Olive Pizza (Proposal for an Outdoor Sculpture), 2003, is another preexisting work that has found a new context. The bonsai olive tree with its concrete and gravel surround has been placed on a low table next to two armchairs, so that Anna Ticho’s delicate charcoal renditions of olive trees (1935, 1940) can be seen at the same time. The olive tree with its gnarled trunk and dusty green leaves is ubiquitous in the local landscape and appears in many iconic Israeli landscape paintings and photographs. The tree has come to symbolize an age-old connection to the land, its fruit a simple but ideal way of life (exemplified by the lyrics: “We haven’t eaten anything yet […] give us bread and olives!”). Weinstein updates this humble local dietary staple by making it a pizza topping; no longer a local dish, it is now symbolic of the globalization of contemporary consumerism. The aesthetic language of the work cites many monuments and outdoor sculptures spread around the country that aspire to combine nature with modernism in order to create a clean and quiet place the unconsciously produces a sense of belonging.

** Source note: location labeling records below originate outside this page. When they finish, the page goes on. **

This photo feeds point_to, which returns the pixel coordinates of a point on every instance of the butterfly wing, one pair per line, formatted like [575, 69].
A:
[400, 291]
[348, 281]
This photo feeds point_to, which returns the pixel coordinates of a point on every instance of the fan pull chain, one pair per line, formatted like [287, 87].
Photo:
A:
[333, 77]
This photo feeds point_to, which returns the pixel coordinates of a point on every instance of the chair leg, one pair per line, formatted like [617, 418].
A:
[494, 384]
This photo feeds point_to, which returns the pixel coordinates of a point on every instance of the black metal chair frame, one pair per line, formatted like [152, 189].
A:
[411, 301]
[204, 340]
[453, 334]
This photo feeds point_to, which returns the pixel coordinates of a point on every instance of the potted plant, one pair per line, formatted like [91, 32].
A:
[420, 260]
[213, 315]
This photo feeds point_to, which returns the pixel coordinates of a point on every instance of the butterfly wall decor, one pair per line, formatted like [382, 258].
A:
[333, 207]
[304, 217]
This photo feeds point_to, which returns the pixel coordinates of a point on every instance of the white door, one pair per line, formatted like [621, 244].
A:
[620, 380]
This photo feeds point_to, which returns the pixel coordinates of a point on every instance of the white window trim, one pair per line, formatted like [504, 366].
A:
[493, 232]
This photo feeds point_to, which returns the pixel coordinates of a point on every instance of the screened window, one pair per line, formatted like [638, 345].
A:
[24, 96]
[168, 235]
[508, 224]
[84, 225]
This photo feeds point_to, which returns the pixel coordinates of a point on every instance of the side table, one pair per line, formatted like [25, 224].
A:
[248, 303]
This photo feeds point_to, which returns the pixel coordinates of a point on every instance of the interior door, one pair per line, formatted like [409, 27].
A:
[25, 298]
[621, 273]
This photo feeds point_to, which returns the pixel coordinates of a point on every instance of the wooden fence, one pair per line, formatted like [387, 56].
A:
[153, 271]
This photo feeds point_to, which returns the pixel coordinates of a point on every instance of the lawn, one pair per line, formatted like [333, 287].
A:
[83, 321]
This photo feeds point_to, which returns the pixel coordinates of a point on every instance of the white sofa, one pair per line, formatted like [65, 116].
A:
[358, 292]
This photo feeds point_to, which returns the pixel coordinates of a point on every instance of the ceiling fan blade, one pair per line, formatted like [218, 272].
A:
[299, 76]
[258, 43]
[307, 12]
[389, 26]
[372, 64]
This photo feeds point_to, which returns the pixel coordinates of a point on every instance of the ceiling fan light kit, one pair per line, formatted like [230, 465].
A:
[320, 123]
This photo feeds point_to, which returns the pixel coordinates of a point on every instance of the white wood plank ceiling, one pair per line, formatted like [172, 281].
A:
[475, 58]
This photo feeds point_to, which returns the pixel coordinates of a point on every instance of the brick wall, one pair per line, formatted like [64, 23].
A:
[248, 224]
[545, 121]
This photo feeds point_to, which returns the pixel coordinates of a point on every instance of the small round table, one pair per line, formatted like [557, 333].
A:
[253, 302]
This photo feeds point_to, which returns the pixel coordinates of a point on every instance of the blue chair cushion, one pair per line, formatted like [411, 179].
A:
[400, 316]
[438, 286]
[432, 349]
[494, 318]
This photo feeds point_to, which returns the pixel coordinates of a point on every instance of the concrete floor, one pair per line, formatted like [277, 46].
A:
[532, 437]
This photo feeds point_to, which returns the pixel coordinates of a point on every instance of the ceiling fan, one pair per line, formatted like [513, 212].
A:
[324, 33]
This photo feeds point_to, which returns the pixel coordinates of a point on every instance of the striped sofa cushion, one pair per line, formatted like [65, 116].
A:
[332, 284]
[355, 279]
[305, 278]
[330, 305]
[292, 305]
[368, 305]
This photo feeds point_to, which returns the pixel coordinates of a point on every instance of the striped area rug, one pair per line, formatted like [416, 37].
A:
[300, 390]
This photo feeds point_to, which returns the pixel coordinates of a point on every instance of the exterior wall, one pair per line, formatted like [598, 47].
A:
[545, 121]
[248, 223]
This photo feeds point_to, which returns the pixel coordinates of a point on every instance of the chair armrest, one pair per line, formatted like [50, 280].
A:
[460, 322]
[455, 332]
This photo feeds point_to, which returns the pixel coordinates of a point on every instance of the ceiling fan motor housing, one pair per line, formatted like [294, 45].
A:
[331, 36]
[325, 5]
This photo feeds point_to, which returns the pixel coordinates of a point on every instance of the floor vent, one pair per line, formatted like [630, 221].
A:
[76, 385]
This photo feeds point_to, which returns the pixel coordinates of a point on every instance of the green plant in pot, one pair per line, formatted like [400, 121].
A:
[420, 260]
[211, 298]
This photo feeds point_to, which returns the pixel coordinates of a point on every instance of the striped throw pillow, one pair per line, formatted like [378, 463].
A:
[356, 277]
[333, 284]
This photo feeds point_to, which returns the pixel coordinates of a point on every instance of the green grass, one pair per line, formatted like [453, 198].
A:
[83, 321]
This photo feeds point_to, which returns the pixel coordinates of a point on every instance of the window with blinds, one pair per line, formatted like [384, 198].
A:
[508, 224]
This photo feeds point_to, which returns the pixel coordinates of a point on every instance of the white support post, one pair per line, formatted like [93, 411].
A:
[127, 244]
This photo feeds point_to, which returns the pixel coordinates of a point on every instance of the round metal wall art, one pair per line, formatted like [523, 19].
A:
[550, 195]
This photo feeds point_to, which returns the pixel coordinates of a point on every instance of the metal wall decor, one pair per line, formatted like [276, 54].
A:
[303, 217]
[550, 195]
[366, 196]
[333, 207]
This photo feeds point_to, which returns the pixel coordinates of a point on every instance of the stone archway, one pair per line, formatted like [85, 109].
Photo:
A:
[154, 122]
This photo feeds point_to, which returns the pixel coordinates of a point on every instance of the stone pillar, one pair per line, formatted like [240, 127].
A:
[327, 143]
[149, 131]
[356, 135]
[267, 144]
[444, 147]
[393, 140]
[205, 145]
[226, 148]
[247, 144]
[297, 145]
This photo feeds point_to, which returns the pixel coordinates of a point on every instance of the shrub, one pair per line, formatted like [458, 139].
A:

The four landscape “drawings” (Untitled) in the last room of the gallery are visually the most directly connected to the landscape drawings of Anna Ticho in the exhibition. Weinstein’s depictions of forested hillsides are rendered in steel wool fibers, felt and cotton wool, adhered to the paper. Until one notices the texture of the works they appear to be charcoal and pastel drawings. As in most of his works, there is a twist, a hidden element within the image; in this case, the romantic images are not pure landscape drawings, but portrayals of forest fires – the landscape that Anna Ticho was so taken with, she felt “the landscape chose me” – is going up in flames, disappearing before our eyes.

Through the installation Cross-Section and the works discussed here, Gal Weinstein engages in a dialogue with Anna Ticho, Dr. Ticho and Ticho House. His works touch on many elements and images connected with the history of the house and its previous inhabitants, but the points of contact – hints, allusions and subtle twists – are often ironic and humorous, rather than blatant responses to the past. The range of pieces presents a cross-section of his own work from the past decade displayed in a new context. Beyond his preoccupation with interpretations of local history and landscape, a common thread throughout is his use of modern, industrially-made material such as MDF, plywood, concrete and steel wool. The medium and technique used by Weinstein, as much as subject matter and visual appearance, firmly place his artwork at the start of the 21st century, a time when landscape can be processed and packaged – built out of plywood and artificial grass – and an olive tree can be shrunk down and brought indoors as part of a model for an outdoor sculpture.